Hacker News new | ask | show | jobs
by kid0m4n 4636 days ago
Fair enough... let me do a quick test with -O2 and see how that fares
1 comments

Might want to also give a go at -Os (optimize for small code size). On code that spends its time iterating on the same code over and over again this can be a big win.

[edit] Nope, definitely not better. I get O2 being a slight win over O3 and Os being much worse.

Compiler optimization flags are very code and type specific.

(Note that I am comparing apples to oranges here, I used the C++ code used in Rust experiments found here: https://github.com/huonw/card-trace/blob/master/original.cpp )

I changed the C++ version typedef float f to typedef double f, so using floats instead of doubles, compiling with the following flags:

    -m64 -march=corei7-avx -mtune=corei7-avx -Ofast -funroll-all-loops
and the run time dropped down from 17.5 seconds to 11.2 seconds. If I remove -funroll-all-loops, the run time jumps to 14.2 seconds. The original 17.5 seconds were ran with vanilla code using float and -O3. Interestingly enough, if you use the aforementioned flags with floats instead of doubles, the program executes in 15.01 seconds instead. Using floats is bad for performance! Further, if you remove -funroll-all-loops when using floats, the performance increases, but with doubles it decreases.

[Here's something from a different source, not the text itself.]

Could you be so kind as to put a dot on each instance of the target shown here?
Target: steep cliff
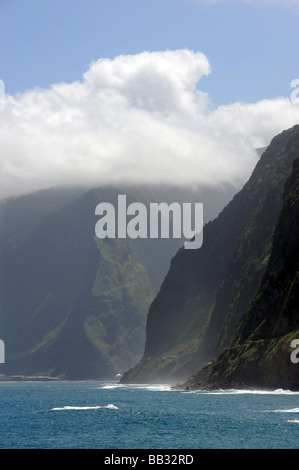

So, when optimizing, play with compiler flags. Play with types. Play with whatever you have at your disposal and make no assumptions. This stuff is far more complex than believing that certain flags are better than others, it all depends on everything.

So it totally disables all loop unrolling, inlining... hmm
Does a couple of other things, including choosing instruction sequences that are more compact afaik. But also favouring compactness over alignment and obviously jumps over unrolling. Obviously this isn't code that benefits terribly much from it, but it has been known to happen.